“We had better leave,” a frightened Richard whispered behind me.
“’Ware!” Grace cried suddenly, and Bertha lunged forward, scattering the men behind me.
I shoved Jane behind me just as Bertha seized my throat and sank her teeth into my cheek. She was a goblin; a devil as large as I and almost evenly matched—she had lost none of her strength. We grappled—she trying to throttle me while I did my best to avoid hurting her: she growled wildly the whole time, until I was able to wrestle her to the floor, when Grace slipped me the cord, and I bound her hands together with it, and with another I tied her to a chair.
Then I faced the small assemblage of onlookers. “That is my wife.
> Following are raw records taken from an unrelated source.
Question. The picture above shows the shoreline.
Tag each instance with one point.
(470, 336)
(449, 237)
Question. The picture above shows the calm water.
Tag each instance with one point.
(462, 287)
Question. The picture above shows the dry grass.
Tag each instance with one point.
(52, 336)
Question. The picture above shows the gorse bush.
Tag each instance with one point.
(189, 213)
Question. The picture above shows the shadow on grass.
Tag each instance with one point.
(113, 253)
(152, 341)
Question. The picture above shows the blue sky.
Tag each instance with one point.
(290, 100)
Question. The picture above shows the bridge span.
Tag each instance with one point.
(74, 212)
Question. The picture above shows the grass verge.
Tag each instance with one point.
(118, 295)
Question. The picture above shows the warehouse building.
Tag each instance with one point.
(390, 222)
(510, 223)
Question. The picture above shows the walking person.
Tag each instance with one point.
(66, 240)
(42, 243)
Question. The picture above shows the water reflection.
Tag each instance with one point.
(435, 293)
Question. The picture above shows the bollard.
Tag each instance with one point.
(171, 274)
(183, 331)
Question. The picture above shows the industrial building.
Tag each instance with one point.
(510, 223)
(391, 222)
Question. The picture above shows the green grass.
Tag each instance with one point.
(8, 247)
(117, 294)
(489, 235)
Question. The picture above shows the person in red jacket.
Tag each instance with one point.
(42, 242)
Such is the sole conjugal embrace I am ever to know—such are the endearments which are to solace my leisure hours! And this”—I gently touched Jane’s shoulder, and to my lasting gratitude she did not shrink away—“this is what I wished to have: this young girl, who stands so grave and quiet at the mouth of hell, looking collectedly at the gambols of a demon. Wood and Briggs, look at the difference! Compare these clear eyes with the red balls yonder—this face with that mask—this form with that bulk; then judge me, priest of the Gospel and man of the law, and remember, with what judgment ye judge ye shall be judged! Off with you now. I must shut up my prize.”
Chapter 23
The others hurried away, while I remained in that chamber of horrors, alone but for Grace Poole and her demonic charge. This, I supposed, would be my life from here on, trapped with this “wife,” unless Jane would forgive me. “Grace,” I said, “you and Bertha will not be moving to other quarters. The whole world is now aware that my mad wife lives here; there is no point in hiding the truth anymore.”
“She will move out of this chamber now, sir?” Grace asked.
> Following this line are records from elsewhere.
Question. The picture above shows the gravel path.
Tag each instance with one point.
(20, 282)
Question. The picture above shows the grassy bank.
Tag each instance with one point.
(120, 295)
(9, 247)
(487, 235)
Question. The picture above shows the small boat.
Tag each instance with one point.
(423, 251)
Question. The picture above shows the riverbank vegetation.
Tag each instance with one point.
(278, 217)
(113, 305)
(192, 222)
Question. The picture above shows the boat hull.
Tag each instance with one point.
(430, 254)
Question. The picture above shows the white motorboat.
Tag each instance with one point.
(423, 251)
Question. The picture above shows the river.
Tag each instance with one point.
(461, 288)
“I suppose not,” I said. “This is as safe for her as anywhere, and safer than most.”
Still, I tarried, afraid to step outside and face the destruction of all my hopes. We untied Bertha as soon as she calmed, and with Grace beside her caressing her arm, Bertha dozed off in bed a few minutes later.
Numbly, I left that ghastly place and walked down the stairs, glad not to encounter Jane or Adèle. Mrs. Fairfax was in her sitting room, and I stopped there, for I owed her an explanation. “I am sorry to have deceived you,” I said.
Her eyes rose to meet mine. “I was aware of some of it,” she said simply, and turned back to her sewing.
We both remained silent for a time, and then I asked, “Is Miss Eyre in her room?”
“I imagine she is, sir,” she said, still not looking at me.
I rose and left her there. That is how things shall be now, I thought: the averted eyes, the stares behind my back. People will conjecture all kinds of scenes of mayhem—and worse—hidden behind these walls. Thornfield-Hall would now be a place haunted by my shame and sins, its great reputation forever tarnished. And how could I continue to live at Thornfield myself? Would that I had let Rowland’s accursed son take the place off my hands!
I mounted the stairs slowly and turned toward Jane’s room. At the door, I paused: I cannot disturb her, I thought; it is not my right. I can do nothing but wait for her to enter the world again, and forgive me. Silently, I pressed my hand—and then my forehead—against the wood of the door panel. I don’t know how long I stood there, feeling a flood of remorse and exhaustion wash over me as the waters came into my soul. Eventually, I went to the nearest room and brought out a chair and quietly set it down in front of Jane’s door.
I had betrayed her, just as my father had betrayed me, and I knew, better than anyone, that a trust once broken is never again the same. I sat there for hours—replaying times we had spent together, happier times; surely they had meant as much to her as they had to me. After a time I began to worry that something could have happened to her—that the recent events had made her ill—but just then I heard soft sounds of movement, and then the bolt was withdrawn, and a pale, rumpled Jane collapsed into my arms.
I gathered her close and held her. “You come out at last!” I said. “I have been waiting for you long, and listening; yet not one movement have I heard, nor one sob: five minutes more of that deathlike hush, and I should have forced the lock like a burglar.” She moved slightly in my arms, as if trying to escape, but I held her to me, waiting for her to scream at me and pound my chest, to release the anger that meant she still cared. But she was silent while I blundered on: “Jane, I never meant to wound you thus. Will you ever forgive me?”